We can express this as:

{ 3sin( { x, [6, 66-67, 73]:x+1, [7]:2x+1} ), [9]:4sin(x), [15]:47 }

Some Issues not yet Addressed

-- To be done is to find the canonical tree form and canonical string form and find precise rules for mapping one to the other. Try to prove all of this and other important statements. -- We note that any given waypoint, at worst, adds a single deviation; however, we can have many more waypoints than frames (eg, multiple sibling changes within the tree at each frame). -- Missing above is how to interpolate around the waypoints. We may want to add a symbol to specify the in/out of each waypoint. -- We may need to augment the notation to specify waypoints explicitly, but perhaps waypoints are implied (is there any other possibility?).

Graphical Formula Support

A Formula Panel would show the existing formula (as per the above notation) for a selected parameter or more than one parameter if they match (maybe even try to factor out the common portions if multiple parameters have been selected).
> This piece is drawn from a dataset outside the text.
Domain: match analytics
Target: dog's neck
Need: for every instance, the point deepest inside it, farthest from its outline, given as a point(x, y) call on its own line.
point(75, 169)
A Formula Tool (or the Formula Panel) would be used to create and edit formulas. You drag and drop any of various well-defined formula components (like sin(x) or +). This would roughly pattern the conversions possible in synfig today. There would be a way to explicitly add row exceptions: "{ ... }". The location of the drop would define how the component modified the existing partial formula being created. Instead of adding further formula components at extension points (perhaps represented by variables initially.. and representing the parameters of the related synfig conversion), we can define these as a constant value or link to another parameter.

The formula creation GUI might have multiple views since some might be preferable over others depending on context and the synfig user.